Em vários cartazes erguidos pelos manifestantes podiam encontrar-se referências ao Caso Epstein.
Vários democratas têm acusado os congressistas republicanos e o Departamento de Justiça de encobrirem o facto de o Presidente Donald Trump constar nos ficheiros relacionados com o criminoso sexual Jeffrey Epstein.
O protesto foi convocado pela coligação anti-guerra ‘Answer’, que acusa Donald Trump de ter prometido “trazer paz ao mundo durante a campanha eleitoral”, mas dizem que “não fez nada além de deixar um rasto de devastação em todo o mundo”.
Em Manhattan, o protesto durou cerca de uma hora e decorreu junto ao Columbus Circle, em frente ao Central Park e debaixo de temperaturas negativas.
“Isto nunca foi sobre democracia e direitos humanos, mas sim sobre poder”, acusou igualmente uma das manifestantes, que não se quis identificar.

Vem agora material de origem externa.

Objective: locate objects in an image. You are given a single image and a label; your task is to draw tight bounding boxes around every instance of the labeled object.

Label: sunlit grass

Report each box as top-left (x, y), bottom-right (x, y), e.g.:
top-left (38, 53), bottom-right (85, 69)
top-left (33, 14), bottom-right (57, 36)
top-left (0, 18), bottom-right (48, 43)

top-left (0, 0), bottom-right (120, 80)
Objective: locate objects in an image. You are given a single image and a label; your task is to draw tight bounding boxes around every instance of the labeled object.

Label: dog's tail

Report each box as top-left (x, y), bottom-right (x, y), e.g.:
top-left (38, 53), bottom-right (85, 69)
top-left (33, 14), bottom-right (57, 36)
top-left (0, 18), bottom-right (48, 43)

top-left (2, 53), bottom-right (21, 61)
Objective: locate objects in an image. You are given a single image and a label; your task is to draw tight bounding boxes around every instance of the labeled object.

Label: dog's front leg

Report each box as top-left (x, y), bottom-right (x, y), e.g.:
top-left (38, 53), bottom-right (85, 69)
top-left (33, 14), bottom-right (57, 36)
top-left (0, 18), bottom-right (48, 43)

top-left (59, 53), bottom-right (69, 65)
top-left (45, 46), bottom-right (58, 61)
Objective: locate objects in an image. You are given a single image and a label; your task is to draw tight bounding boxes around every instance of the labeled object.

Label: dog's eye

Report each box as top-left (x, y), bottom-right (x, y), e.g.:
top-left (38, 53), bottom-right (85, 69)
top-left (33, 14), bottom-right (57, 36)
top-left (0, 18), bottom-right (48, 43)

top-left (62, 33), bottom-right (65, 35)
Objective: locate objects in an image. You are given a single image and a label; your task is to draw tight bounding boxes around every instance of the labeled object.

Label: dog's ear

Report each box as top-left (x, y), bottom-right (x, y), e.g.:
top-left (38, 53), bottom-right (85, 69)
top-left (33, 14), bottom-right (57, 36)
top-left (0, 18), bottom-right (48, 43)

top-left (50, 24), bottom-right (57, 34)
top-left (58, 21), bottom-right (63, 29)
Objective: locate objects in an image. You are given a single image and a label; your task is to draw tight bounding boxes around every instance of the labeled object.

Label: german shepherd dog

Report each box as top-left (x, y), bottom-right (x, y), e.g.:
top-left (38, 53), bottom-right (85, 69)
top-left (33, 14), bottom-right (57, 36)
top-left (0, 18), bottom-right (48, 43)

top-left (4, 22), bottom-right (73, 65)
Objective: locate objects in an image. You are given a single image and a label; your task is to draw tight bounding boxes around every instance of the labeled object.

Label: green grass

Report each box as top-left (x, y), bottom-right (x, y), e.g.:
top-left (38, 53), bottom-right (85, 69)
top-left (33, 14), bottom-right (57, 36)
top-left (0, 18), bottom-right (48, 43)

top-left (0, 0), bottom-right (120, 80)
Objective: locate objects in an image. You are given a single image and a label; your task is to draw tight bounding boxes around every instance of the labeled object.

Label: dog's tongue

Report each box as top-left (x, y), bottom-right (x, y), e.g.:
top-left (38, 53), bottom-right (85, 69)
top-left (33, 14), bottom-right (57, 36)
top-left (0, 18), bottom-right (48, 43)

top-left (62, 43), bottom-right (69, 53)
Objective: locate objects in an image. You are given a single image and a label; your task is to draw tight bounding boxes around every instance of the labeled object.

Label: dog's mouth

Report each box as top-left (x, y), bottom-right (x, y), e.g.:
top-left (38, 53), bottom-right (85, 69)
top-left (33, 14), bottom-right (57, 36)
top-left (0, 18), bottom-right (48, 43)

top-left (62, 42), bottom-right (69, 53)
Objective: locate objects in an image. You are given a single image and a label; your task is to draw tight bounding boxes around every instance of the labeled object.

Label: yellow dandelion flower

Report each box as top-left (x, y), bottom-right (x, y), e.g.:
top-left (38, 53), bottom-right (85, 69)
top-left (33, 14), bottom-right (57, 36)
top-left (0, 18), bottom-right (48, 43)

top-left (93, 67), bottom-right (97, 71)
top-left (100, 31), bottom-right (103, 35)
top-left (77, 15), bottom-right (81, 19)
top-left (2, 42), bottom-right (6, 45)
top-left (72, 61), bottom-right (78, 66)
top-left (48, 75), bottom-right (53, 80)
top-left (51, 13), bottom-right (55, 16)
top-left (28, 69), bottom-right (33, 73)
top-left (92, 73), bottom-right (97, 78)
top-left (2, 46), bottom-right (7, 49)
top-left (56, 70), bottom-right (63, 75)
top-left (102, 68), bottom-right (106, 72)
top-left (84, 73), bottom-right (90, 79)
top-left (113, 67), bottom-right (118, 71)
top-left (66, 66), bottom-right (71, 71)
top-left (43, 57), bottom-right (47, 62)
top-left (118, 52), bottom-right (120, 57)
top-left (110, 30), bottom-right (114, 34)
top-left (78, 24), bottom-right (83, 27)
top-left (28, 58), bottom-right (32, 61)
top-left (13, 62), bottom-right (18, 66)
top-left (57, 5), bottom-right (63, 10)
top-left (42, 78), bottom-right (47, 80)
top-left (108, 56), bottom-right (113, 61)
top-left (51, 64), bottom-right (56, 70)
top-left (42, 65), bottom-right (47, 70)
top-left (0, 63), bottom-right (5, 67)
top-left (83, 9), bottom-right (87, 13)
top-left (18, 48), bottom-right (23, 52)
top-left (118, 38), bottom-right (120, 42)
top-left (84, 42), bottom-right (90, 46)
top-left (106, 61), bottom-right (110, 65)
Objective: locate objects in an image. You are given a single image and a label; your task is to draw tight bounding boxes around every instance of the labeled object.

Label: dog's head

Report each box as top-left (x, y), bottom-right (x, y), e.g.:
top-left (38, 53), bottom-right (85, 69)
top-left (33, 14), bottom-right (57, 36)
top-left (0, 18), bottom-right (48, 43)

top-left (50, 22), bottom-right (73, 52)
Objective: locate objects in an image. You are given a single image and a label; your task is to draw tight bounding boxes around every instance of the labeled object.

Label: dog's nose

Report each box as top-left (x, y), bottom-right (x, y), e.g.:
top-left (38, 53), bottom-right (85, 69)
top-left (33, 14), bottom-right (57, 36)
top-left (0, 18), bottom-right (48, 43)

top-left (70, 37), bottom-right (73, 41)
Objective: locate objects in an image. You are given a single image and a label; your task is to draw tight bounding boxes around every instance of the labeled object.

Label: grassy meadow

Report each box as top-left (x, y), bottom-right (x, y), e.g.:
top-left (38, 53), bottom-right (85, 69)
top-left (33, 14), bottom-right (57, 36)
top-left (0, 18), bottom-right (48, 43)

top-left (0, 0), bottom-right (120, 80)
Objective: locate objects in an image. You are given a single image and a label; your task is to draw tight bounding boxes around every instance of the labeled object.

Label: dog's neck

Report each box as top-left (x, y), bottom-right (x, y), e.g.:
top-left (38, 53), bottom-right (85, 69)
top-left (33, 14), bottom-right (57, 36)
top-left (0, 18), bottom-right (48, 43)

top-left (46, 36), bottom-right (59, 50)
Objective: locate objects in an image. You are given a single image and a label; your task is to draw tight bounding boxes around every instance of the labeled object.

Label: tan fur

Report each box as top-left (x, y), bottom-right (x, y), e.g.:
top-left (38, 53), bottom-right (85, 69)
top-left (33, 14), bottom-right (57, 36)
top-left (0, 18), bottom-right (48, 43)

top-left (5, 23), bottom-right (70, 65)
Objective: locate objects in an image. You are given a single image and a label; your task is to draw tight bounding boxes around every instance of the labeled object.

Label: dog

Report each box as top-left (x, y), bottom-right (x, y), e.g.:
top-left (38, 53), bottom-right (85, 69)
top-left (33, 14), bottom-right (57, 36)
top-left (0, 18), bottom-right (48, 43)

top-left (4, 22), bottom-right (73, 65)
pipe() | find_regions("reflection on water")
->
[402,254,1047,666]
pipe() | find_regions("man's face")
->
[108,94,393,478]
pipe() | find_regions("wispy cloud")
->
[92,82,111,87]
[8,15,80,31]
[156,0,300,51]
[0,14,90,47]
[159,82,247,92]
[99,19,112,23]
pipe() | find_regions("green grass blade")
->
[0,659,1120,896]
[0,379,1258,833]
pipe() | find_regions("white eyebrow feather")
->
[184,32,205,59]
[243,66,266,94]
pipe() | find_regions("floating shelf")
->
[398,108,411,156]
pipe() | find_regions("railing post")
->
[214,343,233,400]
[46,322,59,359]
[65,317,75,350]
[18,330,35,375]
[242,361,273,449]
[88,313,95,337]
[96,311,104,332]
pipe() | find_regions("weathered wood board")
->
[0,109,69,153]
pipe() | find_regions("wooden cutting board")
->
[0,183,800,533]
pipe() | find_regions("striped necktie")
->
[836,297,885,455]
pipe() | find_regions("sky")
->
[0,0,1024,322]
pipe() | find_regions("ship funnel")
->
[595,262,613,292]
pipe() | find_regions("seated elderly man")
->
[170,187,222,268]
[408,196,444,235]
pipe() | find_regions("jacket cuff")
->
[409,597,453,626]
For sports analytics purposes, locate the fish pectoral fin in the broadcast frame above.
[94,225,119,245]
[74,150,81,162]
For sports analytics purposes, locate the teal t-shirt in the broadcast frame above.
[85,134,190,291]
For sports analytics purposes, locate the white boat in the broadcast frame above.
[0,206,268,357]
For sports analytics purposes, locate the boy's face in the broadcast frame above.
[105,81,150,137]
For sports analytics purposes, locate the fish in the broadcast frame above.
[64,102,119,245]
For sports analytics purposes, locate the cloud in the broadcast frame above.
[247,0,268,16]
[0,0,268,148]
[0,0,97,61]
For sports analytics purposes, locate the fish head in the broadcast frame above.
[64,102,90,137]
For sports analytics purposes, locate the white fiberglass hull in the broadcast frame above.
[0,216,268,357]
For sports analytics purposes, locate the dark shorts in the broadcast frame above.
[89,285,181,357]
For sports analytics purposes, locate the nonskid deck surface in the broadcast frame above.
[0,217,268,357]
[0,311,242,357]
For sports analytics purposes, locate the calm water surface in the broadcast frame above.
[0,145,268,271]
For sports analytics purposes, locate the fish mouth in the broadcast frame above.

“Queremos mais educação. Não queremos mais guerras, nem mais ocupação”, entoava a multidão, composta maioritariamente por jovens.
Muitos deles erguiam bandeiras do Irão e da Palestina
As forças norte-americanas sublinharam, contudo, que “as principais operações de combate continuam” e que o “esforço de resposta” permanece em curso.